Yes, I have cried despite holding my tears for them while administering the Holy Viaticum and Anointing of Oil. The patients in turn would just glance at me, so dignified and calm like Mary our Lady of Sorrows as if trying to comfort me with their sweet thank you.
As I prayed on those experiences, I realized how life comes to full circle through our crying and tears.
I believe that patients cry when they start undergoing treatment of their sickness due to fears and uncertainty of what would happen next to them; later as they come to terms with their condition, they stop crying because they already knew where they were going, of what was coming next.
We who would be left behind cry and begin to shed tears at thoughts of their dying because admittedly, we are actually the ones more uncertain of where we are going to or how our lives would go through when our loved ones are gone.
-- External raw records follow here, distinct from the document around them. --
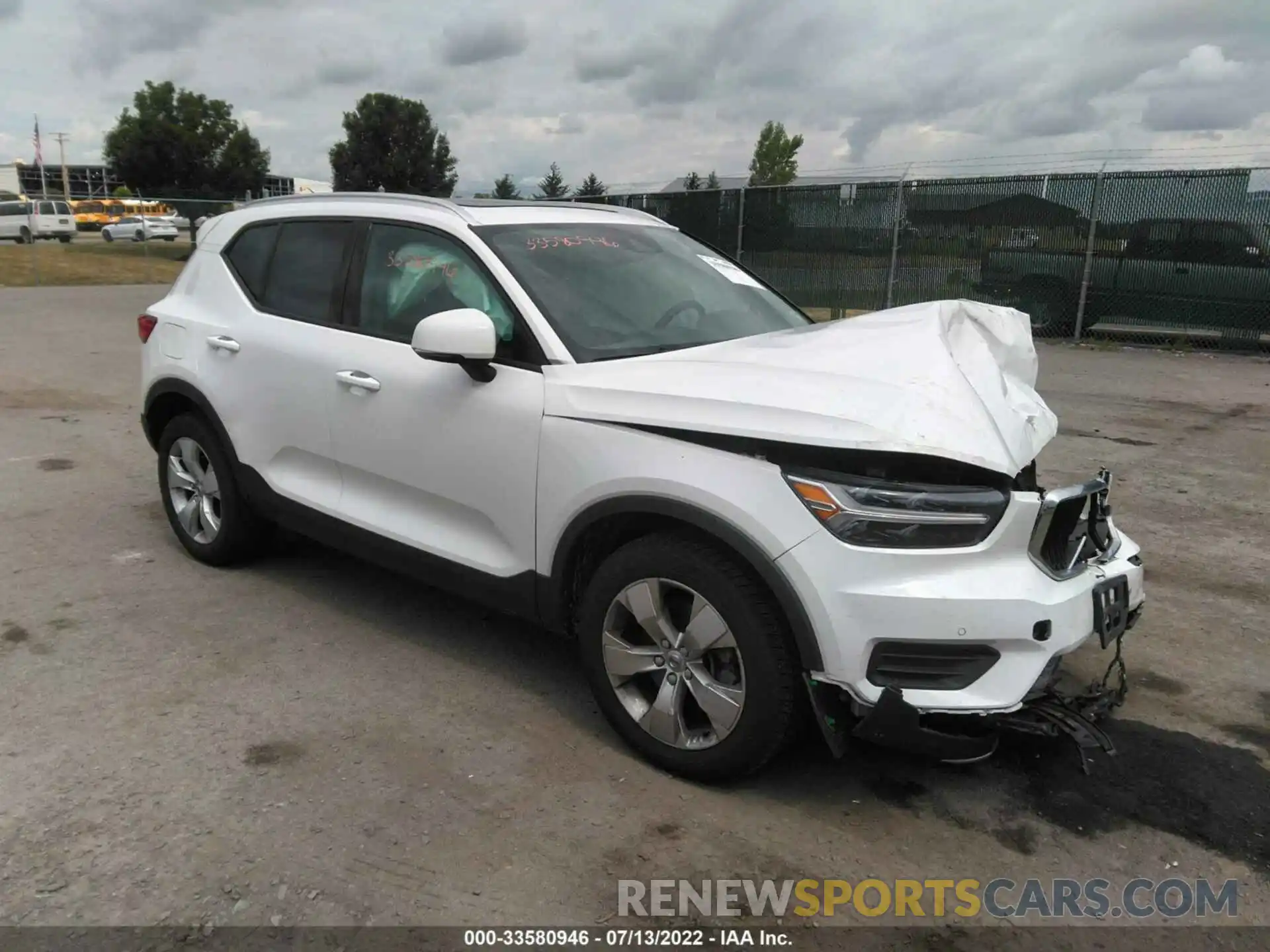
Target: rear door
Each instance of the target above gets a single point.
(13, 218)
(65, 220)
(269, 358)
(46, 219)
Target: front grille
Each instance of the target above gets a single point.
(934, 666)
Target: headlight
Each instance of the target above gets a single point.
(882, 514)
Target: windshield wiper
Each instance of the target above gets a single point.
(646, 350)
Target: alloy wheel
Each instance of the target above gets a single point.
(673, 664)
(194, 491)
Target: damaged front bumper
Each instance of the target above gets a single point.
(1074, 537)
(1048, 711)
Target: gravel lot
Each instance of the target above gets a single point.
(312, 740)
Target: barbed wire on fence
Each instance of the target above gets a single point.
(1177, 255)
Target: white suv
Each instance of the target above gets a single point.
(586, 418)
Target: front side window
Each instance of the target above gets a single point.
(306, 270)
(615, 291)
(412, 274)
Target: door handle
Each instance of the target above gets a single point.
(219, 342)
(359, 379)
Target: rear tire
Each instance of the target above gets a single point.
(215, 522)
(1052, 309)
(763, 669)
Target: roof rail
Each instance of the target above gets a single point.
(440, 204)
(550, 204)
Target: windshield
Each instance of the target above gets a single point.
(625, 290)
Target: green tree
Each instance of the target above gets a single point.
(506, 188)
(390, 143)
(175, 141)
(552, 186)
(591, 186)
(775, 160)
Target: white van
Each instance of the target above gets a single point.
(46, 219)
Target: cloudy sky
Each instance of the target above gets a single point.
(646, 91)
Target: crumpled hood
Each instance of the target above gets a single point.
(948, 379)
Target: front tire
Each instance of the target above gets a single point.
(689, 658)
(201, 496)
That is the greatest pain we feel in the death of a beloved when we grapple with the realities of the many uncertainties of life without them.
And that is why we need to love as much as we can our family and friends while still alive. This quarantine period of the pandemic are grace-filled moments to shower them with our love and presence we have taken for granted for so long as we pursued many things in our lives.
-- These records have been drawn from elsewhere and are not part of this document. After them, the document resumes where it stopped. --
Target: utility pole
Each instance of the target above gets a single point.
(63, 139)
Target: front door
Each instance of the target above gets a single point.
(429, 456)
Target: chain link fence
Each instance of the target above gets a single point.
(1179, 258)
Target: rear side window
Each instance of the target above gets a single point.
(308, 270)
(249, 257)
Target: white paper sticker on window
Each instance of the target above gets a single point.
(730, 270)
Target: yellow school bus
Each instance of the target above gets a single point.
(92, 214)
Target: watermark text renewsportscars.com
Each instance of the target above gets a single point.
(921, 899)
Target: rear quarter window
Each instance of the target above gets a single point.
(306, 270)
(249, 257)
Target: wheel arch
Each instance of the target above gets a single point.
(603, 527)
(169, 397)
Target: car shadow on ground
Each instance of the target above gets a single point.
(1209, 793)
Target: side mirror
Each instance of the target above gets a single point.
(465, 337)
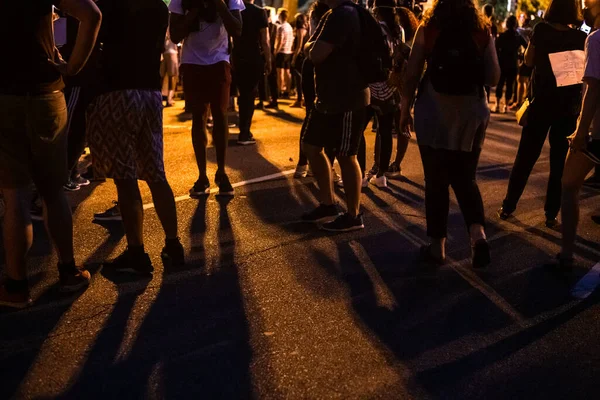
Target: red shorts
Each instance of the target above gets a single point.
(207, 84)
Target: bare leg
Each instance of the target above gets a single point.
(164, 202)
(200, 137)
(59, 222)
(352, 176)
(132, 211)
(18, 232)
(321, 168)
(576, 169)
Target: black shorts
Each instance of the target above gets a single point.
(283, 61)
(341, 132)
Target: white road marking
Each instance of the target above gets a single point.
(234, 185)
(588, 284)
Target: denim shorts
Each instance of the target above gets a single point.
(33, 141)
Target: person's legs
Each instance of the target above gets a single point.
(463, 170)
(437, 198)
(530, 148)
(576, 169)
(385, 140)
(559, 147)
(17, 232)
(132, 211)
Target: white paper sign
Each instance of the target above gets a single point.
(568, 67)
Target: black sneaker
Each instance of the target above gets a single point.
(345, 223)
(112, 214)
(71, 186)
(225, 188)
(131, 263)
(72, 278)
(245, 140)
(201, 188)
(36, 211)
(173, 253)
(323, 213)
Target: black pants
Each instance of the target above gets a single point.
(247, 78)
(530, 148)
(444, 168)
(78, 99)
(385, 127)
(508, 77)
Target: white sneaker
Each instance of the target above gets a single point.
(380, 182)
(301, 171)
(337, 179)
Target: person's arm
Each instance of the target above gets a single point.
(90, 18)
(266, 48)
(414, 72)
(232, 19)
(591, 101)
(182, 25)
(492, 67)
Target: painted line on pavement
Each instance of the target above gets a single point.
(588, 284)
(260, 179)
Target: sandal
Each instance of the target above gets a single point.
(481, 254)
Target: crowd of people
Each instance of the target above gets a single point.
(346, 64)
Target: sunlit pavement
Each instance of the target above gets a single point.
(268, 307)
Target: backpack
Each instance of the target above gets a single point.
(374, 58)
(455, 65)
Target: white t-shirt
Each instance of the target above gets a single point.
(592, 70)
(210, 44)
(285, 34)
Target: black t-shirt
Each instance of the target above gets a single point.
(546, 95)
(339, 84)
(26, 30)
(508, 45)
(247, 46)
(133, 37)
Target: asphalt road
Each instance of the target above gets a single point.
(271, 308)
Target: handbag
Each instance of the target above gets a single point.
(523, 113)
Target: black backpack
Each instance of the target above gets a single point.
(374, 58)
(456, 64)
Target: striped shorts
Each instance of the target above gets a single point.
(125, 134)
(341, 132)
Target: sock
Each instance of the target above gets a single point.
(14, 286)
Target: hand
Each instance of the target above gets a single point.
(577, 142)
(406, 124)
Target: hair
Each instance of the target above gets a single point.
(283, 14)
(566, 12)
(317, 10)
(488, 10)
(301, 21)
(512, 23)
(408, 21)
(448, 14)
(389, 16)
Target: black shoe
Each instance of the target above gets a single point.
(552, 223)
(246, 139)
(173, 253)
(323, 213)
(345, 223)
(201, 188)
(504, 214)
(481, 254)
(225, 188)
(131, 262)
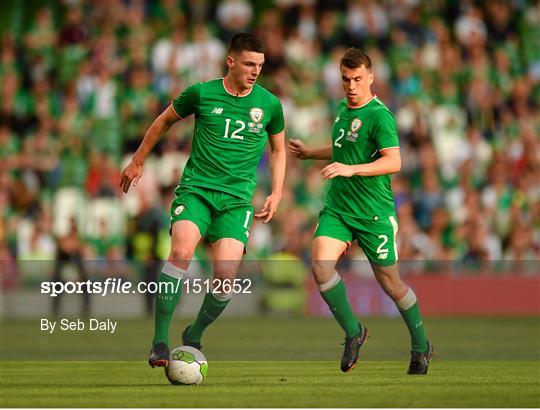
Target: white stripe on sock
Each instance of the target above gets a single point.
(407, 301)
(222, 297)
(330, 284)
(172, 270)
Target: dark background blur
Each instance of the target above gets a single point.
(82, 81)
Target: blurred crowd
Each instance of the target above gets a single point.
(82, 81)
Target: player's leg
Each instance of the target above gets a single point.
(228, 234)
(407, 304)
(378, 240)
(190, 218)
(185, 237)
(332, 239)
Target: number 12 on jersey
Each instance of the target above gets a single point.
(234, 134)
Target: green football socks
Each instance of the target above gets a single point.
(213, 305)
(335, 296)
(408, 307)
(170, 288)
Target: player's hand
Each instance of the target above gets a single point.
(298, 149)
(269, 208)
(337, 169)
(132, 173)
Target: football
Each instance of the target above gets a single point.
(187, 365)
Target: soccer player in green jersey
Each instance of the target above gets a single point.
(360, 205)
(234, 120)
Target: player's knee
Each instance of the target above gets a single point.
(181, 255)
(392, 286)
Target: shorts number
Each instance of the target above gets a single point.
(341, 134)
(382, 253)
(248, 214)
(234, 134)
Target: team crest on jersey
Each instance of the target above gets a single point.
(256, 114)
(356, 124)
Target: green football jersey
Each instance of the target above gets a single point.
(230, 135)
(358, 136)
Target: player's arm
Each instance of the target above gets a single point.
(277, 161)
(134, 170)
(388, 163)
(301, 151)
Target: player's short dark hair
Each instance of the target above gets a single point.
(245, 42)
(355, 58)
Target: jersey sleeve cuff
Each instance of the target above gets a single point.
(178, 115)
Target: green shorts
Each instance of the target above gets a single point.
(377, 238)
(217, 214)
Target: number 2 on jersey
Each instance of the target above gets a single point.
(341, 134)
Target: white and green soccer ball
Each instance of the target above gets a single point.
(187, 365)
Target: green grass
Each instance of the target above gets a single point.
(284, 363)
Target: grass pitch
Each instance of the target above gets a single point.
(282, 363)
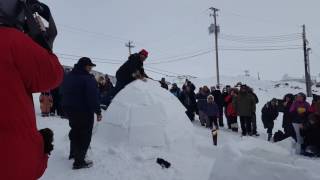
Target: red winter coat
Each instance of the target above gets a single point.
(46, 103)
(25, 68)
(231, 111)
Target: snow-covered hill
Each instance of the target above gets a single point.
(188, 147)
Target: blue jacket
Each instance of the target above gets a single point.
(202, 101)
(212, 109)
(80, 91)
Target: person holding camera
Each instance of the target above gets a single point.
(80, 101)
(27, 65)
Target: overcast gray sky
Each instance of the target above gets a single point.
(173, 29)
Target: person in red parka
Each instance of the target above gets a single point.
(46, 102)
(25, 68)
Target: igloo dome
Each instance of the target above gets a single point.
(145, 115)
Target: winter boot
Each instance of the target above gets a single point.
(214, 133)
(269, 137)
(82, 165)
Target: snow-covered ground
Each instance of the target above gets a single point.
(146, 122)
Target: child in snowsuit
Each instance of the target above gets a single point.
(212, 111)
(299, 110)
(311, 132)
(46, 103)
(269, 114)
(231, 112)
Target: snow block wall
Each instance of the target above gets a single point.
(145, 115)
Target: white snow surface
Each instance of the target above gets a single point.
(145, 122)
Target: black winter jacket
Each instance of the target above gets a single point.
(80, 91)
(125, 73)
(269, 114)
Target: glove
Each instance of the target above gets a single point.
(47, 135)
(163, 163)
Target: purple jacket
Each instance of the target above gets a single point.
(212, 109)
(294, 110)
Tears and crying lead us to heaven.
Death and sickness, like life, become a blessing if we are filled with gratitude not regrets because we have truly loved. When a beloved is gone and we begin to cry, the tears wash away our pains of losing them, cleansing us within to leave us with all the beautiful memories and love we have shared. Then, every remembering becomes truly a re-membering, making a lost loved one a member of the present again.
When we cry, tears polish the love we have shared with everybody until later when our time comes, our visions are also cleared of what is going to happen next, of where we are going. Crying becomes wonderful and truly a grace after all not only in sharing and being one with the grief and pain of another in the present but sooner or later, in having a glimpse of the life after.
In the Gospel of John (11:1-44), we find the story of the raising of Lazarus whom Jesus loved so much that he wept – not just cried – at his death. Jesus raised him up back to life, his final miracle – or “seventh sign” according to John – to show he is the Christ before his own Resurrection at Easter after his “final hour” of Crucifixion on Good Friday.
From then on, Christ sanctified crying and tears to enable us to see beyond pains and hurts, even death especially if you have truly loved.
Sometimes in life, it is always good to let those tears flow, like love even if it is painful, to have a good cry and real cleansing inside. A blessed day to you!